À ses yeux, le REER demeure l’abri fiscal le plus démocratique et les excuses pour ne pas y cotiser tiennent difficilement la route. « Certes, on ne peut échapper au cas par cas. Mais se dire que l’on est trop jeune pour cotiser à un REER, qu’on a d’autres priorités, que le cumul des contributions non versées permettra un rattrapage ou qu’on ne connaît rien à la finance, tout cela relève du mythe. On peut alors faire appel à l’épargne systématique ou encore à un REER collectif en milieu de travail. Pourquoi ne pas prendre de bonnes habitudes tôt dans la vie ? »
Fernand Loiselle met également un bémol au recours au régime d’accession à la propriété (RAP) ou au régime d’encouragement à l’éducation permanente (REEP). « C’est de l’argent que l’on retire et qui ne fructifie plus au sein du REER. Mais, ici, tout est question de besoins. Si la mise de fonds à l’achat d’une propriété est autrement insuffisante ou si l’on décide de cotiser à son REER au prix d’un endettement trop lourd, le RAP peut être une solution pertinente. »
Onéreuse retraite
Le planificateur financier observe toutefois, sur le terrain, que la procrastination a la vie dure. Et qu’ils sont nombreux à croire qu’il n’en coûte presque rien à la retraite. « À la retraite, on dispose de temps, qu’il faut bien occuper. Or, cela prend de l’argent. » Viser un revenu à la retraite correspondant à 60 ou 70 % de celui gagné lors des dernières années de vie active demeure un bon paramètre, ajoute-t-il, en soulignant que la donne peut changer avec tous ces gens de plus en plus nombreux à prendre une retraite hâtive ou une préretraite à partir de 60 ans. Avec, également, cette dette toujours plus présente et persistante dans le temps.

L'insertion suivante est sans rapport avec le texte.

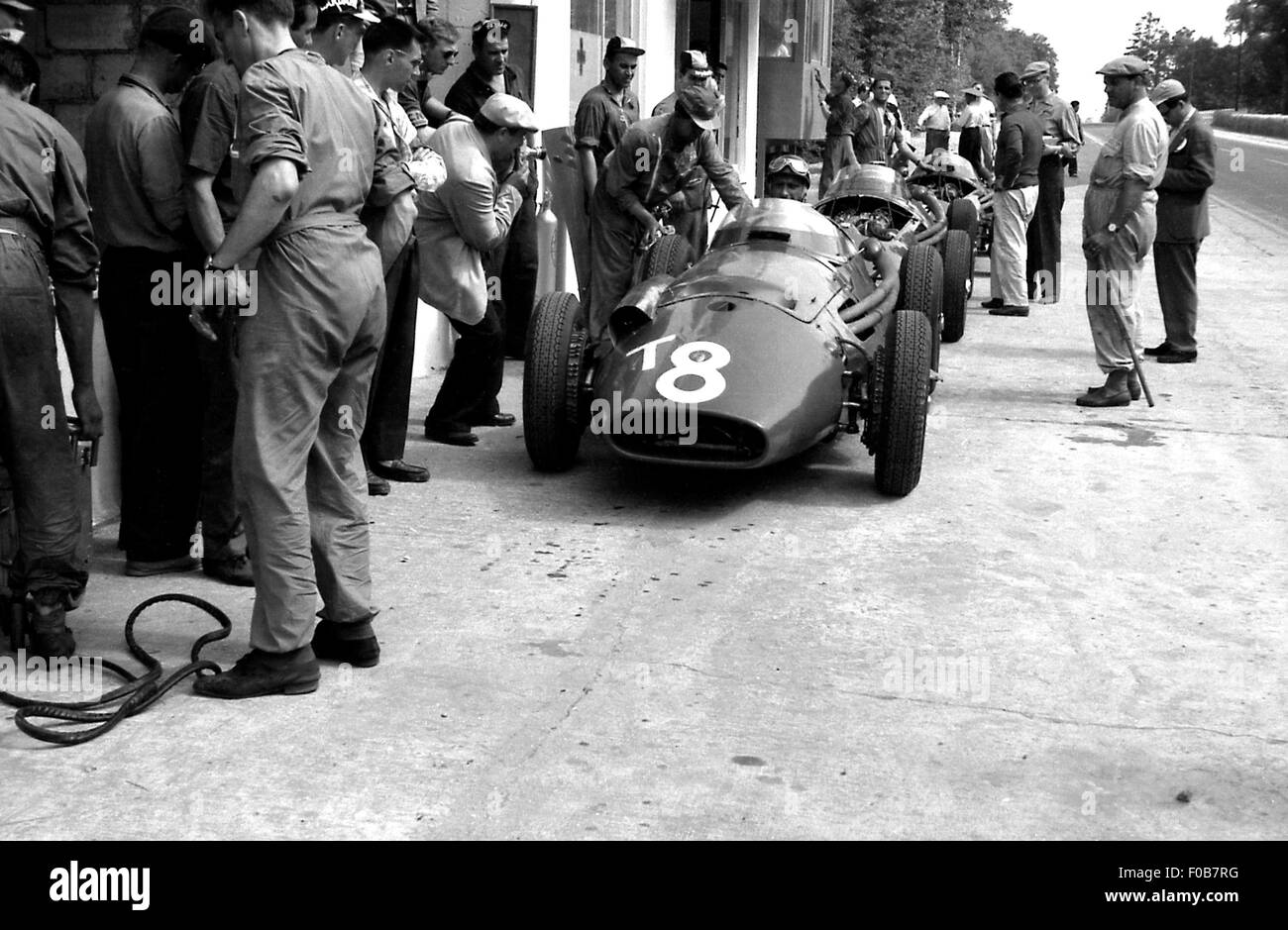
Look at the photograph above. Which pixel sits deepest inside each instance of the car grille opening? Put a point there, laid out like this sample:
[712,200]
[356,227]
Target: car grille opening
[719,440]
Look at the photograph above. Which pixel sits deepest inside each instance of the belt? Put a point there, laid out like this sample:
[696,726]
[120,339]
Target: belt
[313,221]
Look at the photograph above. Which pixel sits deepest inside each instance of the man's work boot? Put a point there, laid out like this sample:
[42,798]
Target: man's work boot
[352,643]
[50,635]
[259,673]
[1115,393]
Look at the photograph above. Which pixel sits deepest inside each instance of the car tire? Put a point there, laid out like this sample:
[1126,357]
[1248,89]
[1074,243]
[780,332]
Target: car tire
[553,372]
[921,287]
[905,375]
[670,256]
[957,266]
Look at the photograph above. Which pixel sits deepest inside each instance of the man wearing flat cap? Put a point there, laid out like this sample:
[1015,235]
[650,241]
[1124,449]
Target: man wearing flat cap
[514,262]
[460,223]
[1061,138]
[643,179]
[1119,227]
[1183,219]
[136,187]
[605,112]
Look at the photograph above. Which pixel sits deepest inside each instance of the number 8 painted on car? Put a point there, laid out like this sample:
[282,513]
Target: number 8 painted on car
[707,367]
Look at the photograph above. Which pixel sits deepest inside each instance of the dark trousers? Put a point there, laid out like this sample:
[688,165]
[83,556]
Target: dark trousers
[34,442]
[515,264]
[1177,291]
[154,352]
[385,434]
[1044,230]
[473,379]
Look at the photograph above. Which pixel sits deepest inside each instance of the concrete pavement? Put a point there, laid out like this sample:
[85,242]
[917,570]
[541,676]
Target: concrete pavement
[1073,629]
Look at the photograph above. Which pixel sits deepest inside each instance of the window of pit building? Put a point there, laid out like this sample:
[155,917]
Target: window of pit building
[593,22]
[782,29]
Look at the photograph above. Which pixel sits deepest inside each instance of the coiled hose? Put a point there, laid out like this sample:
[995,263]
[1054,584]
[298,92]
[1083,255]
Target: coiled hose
[137,694]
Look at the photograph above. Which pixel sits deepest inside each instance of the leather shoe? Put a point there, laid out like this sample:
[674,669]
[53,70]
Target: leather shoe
[141,569]
[451,437]
[330,644]
[398,470]
[494,420]
[259,673]
[233,569]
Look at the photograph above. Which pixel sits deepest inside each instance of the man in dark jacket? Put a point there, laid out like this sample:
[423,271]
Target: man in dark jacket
[514,262]
[1183,219]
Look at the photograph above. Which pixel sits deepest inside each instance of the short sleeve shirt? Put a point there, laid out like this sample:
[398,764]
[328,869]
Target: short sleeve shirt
[1136,149]
[600,121]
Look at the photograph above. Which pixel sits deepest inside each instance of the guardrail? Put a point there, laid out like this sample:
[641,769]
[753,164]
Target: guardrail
[1254,124]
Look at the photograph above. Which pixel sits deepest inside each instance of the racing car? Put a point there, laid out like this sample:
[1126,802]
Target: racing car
[786,333]
[876,201]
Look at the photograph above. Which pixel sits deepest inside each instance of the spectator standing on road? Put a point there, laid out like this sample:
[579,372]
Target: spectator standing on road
[936,121]
[310,156]
[207,121]
[428,112]
[645,174]
[462,223]
[605,112]
[514,260]
[838,147]
[1060,136]
[136,187]
[1019,151]
[46,236]
[390,58]
[1119,227]
[1183,221]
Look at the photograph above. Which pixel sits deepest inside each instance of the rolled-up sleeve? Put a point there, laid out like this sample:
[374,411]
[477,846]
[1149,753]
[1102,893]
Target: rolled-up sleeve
[722,175]
[72,256]
[161,170]
[270,116]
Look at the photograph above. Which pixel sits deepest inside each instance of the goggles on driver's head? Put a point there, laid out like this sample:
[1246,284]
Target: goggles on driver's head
[789,163]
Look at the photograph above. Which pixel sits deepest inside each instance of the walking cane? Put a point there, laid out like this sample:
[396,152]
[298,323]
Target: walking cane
[1131,348]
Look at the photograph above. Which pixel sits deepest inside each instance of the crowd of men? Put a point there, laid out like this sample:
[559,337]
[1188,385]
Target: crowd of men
[313,188]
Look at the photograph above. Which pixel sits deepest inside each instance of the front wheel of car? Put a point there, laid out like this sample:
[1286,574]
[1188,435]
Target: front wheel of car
[553,375]
[905,375]
[957,268]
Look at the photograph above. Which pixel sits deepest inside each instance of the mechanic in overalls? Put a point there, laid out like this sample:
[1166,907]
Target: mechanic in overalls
[1119,226]
[643,182]
[46,236]
[309,144]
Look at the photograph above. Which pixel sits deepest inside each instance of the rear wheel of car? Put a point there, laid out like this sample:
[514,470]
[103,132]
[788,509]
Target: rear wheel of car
[553,372]
[670,256]
[921,288]
[957,265]
[905,375]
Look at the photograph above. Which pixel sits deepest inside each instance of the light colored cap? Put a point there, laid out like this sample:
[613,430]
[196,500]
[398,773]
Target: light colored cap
[510,112]
[1166,90]
[1125,65]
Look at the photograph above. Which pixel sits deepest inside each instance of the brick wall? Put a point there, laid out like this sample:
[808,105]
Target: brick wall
[82,47]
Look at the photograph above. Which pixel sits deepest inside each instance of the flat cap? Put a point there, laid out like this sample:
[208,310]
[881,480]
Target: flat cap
[1166,90]
[349,8]
[181,31]
[617,47]
[1125,65]
[510,112]
[699,103]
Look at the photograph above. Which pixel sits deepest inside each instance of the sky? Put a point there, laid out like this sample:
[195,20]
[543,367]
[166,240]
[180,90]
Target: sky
[1086,34]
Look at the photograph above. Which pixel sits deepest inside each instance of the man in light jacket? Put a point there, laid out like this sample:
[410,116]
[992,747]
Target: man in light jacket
[460,222]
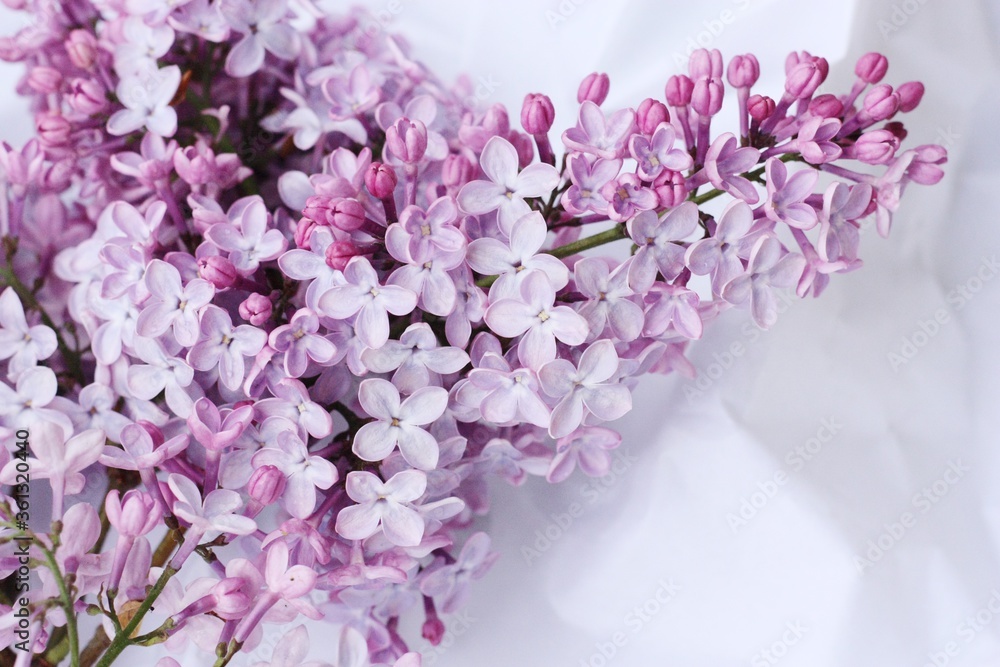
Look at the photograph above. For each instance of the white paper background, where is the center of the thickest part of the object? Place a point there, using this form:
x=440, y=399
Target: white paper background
x=664, y=519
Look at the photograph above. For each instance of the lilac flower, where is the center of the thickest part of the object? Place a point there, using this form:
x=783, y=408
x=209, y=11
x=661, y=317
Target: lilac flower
x=385, y=505
x=370, y=301
x=585, y=389
x=786, y=195
x=658, y=153
x=262, y=23
x=450, y=583
x=304, y=472
x=506, y=189
x=398, y=423
x=173, y=305
x=597, y=135
x=24, y=345
x=416, y=359
x=300, y=343
x=672, y=307
x=59, y=460
x=720, y=254
x=225, y=346
x=610, y=299
x=536, y=317
x=627, y=196
x=292, y=402
x=247, y=238
x=589, y=176
x=725, y=163
x=839, y=235
x=516, y=260
x=656, y=240
x=206, y=519
x=161, y=372
x=770, y=267
x=587, y=447
x=147, y=104
x=34, y=389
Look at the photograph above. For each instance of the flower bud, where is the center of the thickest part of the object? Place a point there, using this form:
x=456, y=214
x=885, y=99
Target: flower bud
x=705, y=63
x=871, y=67
x=650, y=114
x=380, y=179
x=134, y=514
x=339, y=253
x=881, y=102
x=407, y=140
x=678, y=90
x=594, y=88
x=760, y=107
x=706, y=98
x=217, y=270
x=53, y=129
x=826, y=106
x=81, y=46
x=910, y=95
x=876, y=147
x=743, y=71
x=805, y=77
x=87, y=97
x=456, y=171
x=256, y=309
x=43, y=79
x=266, y=484
x=537, y=114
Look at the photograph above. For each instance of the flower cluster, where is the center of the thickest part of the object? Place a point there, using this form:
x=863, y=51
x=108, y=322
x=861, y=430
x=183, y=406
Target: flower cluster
x=277, y=301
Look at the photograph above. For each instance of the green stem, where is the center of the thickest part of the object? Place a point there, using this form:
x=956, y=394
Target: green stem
x=123, y=639
x=66, y=603
x=71, y=358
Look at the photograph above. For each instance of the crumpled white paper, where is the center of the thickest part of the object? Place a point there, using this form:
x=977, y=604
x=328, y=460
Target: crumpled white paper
x=811, y=500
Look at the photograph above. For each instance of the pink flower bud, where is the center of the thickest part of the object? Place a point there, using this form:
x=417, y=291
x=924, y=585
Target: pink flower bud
x=826, y=106
x=743, y=71
x=910, y=95
x=881, y=102
x=871, y=67
x=670, y=188
x=155, y=434
x=256, y=309
x=706, y=98
x=650, y=114
x=217, y=270
x=81, y=46
x=876, y=147
x=87, y=97
x=594, y=88
x=524, y=146
x=705, y=63
x=134, y=514
x=537, y=113
x=380, y=179
x=53, y=129
x=266, y=484
x=43, y=79
x=303, y=233
x=760, y=107
x=407, y=140
x=339, y=253
x=456, y=171
x=678, y=90
x=805, y=77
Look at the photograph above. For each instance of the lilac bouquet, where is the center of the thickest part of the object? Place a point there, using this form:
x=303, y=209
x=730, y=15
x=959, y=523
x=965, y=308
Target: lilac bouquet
x=278, y=304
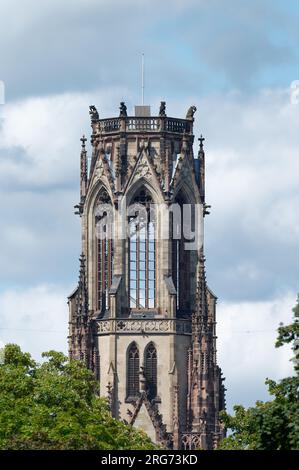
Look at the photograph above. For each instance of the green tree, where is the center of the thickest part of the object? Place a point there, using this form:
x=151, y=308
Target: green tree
x=271, y=425
x=56, y=405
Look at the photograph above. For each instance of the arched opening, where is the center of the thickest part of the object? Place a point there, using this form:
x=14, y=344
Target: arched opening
x=133, y=365
x=181, y=258
x=104, y=251
x=150, y=370
x=142, y=251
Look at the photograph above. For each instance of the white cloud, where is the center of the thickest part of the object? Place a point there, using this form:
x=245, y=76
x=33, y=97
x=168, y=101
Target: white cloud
x=35, y=318
x=246, y=336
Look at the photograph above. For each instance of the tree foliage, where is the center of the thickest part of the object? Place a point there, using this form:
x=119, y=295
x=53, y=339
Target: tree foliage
x=56, y=405
x=271, y=425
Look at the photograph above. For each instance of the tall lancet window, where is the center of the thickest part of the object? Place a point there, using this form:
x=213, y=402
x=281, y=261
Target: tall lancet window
x=182, y=225
x=142, y=279
x=104, y=246
x=150, y=370
x=133, y=371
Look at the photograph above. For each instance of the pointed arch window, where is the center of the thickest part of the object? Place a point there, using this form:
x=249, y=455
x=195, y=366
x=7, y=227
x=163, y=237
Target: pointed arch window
x=181, y=257
x=133, y=364
x=142, y=253
x=150, y=370
x=104, y=256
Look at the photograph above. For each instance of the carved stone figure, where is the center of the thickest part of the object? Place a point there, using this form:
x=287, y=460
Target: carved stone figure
x=190, y=113
x=162, y=110
x=122, y=110
x=94, y=115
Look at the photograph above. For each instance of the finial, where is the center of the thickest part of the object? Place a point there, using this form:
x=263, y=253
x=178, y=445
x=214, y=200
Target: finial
x=201, y=141
x=162, y=110
x=94, y=115
x=122, y=110
x=190, y=113
x=83, y=140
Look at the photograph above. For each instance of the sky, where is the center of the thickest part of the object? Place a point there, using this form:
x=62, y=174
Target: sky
x=237, y=62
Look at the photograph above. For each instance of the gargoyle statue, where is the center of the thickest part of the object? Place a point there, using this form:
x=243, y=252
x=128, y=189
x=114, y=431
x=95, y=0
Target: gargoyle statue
x=191, y=112
x=122, y=110
x=93, y=112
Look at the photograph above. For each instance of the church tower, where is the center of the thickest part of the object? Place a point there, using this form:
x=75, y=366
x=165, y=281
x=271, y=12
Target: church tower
x=142, y=317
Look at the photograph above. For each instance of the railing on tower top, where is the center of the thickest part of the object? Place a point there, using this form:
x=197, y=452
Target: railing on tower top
x=145, y=124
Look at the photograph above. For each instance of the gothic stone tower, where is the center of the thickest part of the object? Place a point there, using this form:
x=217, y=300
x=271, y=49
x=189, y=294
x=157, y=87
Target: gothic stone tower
x=142, y=316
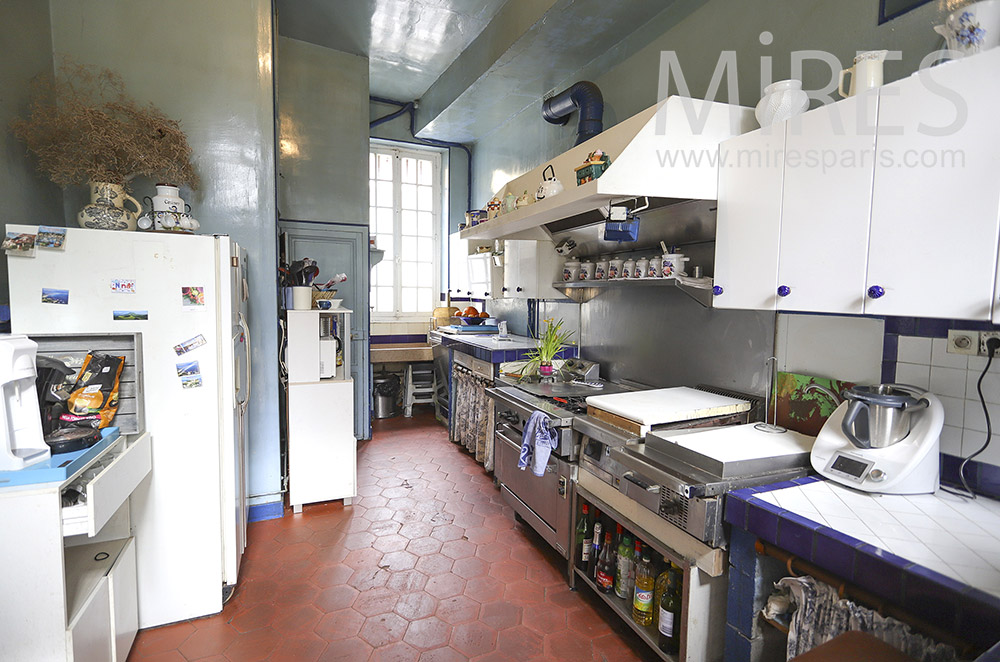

Et aux personnes tentées de miser uniquement sur un éventuel héritage ou autre transfert intergénérationnel, l’expérience de Fernand Loiselle en planification successorale lui fait dire que les retraités veulent d’abord et avant tout profiter de leur patrimoine. « Il y a 30 ans, il n’était pas rare d’observer une valeur nette de 500 000 $, sans dette. Aujourd’hui, le patrimoine peut atteindre un million de dollars d’actif, mais renfermer également 500 000 $ de dette. S’ajoutent l’impôt à payer lors du transfert et d’autres considérants. Au final, ne rien faire et attendre un héritage constitue également de la pensée magique », illustre le directeur régional du Groupe Investors.